On Wednesday morning, a Royal Air Force flight departed from the United Kingdom to Egypt with 21 tonnes of assistance for Gaza. This included over 75,000 medical kits, solar lights, and water filters, as announced by the prime minister.

He stated that they will make every effort to increase the amount of aid, such as fuel, being sent to Gaza.

Keir Starmer, the leader of the Labour party, did not address the conflict.
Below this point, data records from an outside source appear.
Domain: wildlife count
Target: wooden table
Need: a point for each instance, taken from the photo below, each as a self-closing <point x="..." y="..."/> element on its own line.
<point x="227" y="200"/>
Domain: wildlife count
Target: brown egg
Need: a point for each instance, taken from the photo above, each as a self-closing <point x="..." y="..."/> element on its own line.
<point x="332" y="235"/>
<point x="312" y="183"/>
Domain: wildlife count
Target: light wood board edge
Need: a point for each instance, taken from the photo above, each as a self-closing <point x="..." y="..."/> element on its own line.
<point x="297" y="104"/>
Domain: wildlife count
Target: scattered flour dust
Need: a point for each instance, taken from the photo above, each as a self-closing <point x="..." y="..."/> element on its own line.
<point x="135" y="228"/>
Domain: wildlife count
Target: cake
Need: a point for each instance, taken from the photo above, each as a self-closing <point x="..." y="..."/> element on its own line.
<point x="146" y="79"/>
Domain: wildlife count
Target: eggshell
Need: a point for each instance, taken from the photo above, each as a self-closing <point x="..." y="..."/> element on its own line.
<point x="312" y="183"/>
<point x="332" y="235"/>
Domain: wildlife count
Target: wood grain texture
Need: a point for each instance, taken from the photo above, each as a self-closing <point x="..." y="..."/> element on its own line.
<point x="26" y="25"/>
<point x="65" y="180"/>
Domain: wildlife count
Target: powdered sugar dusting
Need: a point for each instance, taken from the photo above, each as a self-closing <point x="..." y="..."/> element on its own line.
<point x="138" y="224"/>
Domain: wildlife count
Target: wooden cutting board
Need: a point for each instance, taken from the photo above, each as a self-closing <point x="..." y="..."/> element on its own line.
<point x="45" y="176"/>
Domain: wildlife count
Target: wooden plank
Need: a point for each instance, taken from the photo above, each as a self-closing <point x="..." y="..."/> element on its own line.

Instead, during PMQs, he utilized his six questions to criticize Sunak on the one-year mark of his prime minister position and to commend Labour’s victories in the recent byelections.

Starmer suggested that Sunak, the Conservative party’s candidate in Tamworth, should initiate a general election in response to a graphic shared on social media by the candidate which told struggling families to “Fuck off”.

Sunak chose not to criticize the statements made by his party’s candidate in the by-election, and instead emphasized the government’s efforts to assist the most disadvantaged members of society.

Starmer, on the other hand, criticized him for being unaware and self-congratulatory, placing the blame on the Tories for the increase in expenses, mortgage rates, and scarcity of reasonably priced homes.

Other individuals, such as Mhairi Black, the SNP’s deputy leader in Westminster, raised the issue of the Israel-Hamas conflict. Black urged for a cessation of hostilities and cautioned that ignoring the situation could potentially exacerbate tensions in a volatile region.

Labour frontbencher Yasmin Qureshi expressed her belief that the people of Gaza are facing a “massacre” due to being deprived of basic necessities such as shelter, food, and water. She also condemned this as a form of collective punishment for the Palestinian people, who are being held accountable for crimes they did not commit.

Sunak expressed appreciation for the political parties’ agreement on Israel’s right to protect itself. He also shared condolences for the loss of innocent lives, regardless of their beliefs or nationality, and assured efforts to provide humanitarian aid to Gaza as efficiently as possible.

No 10 later refused to be drawn on how long the pauses in fighting should be. Sunak’s spokesperson would only say the government was working towards “a resolution that delivers on the UK’s priorities” at the UN.

The spokesperson for Starmer has not confirmed if they endorse Qureshi’s plea for a complete halt to hostilities. They stated that Labour is aligned with the US’s stance of advocating for “humanitarian pauses”. Additionally, they expressed a desire for increased aid delivery and the safe release of hostages. Their ultimate goal is to establish a consistent and secure process for aid to enter Gaza.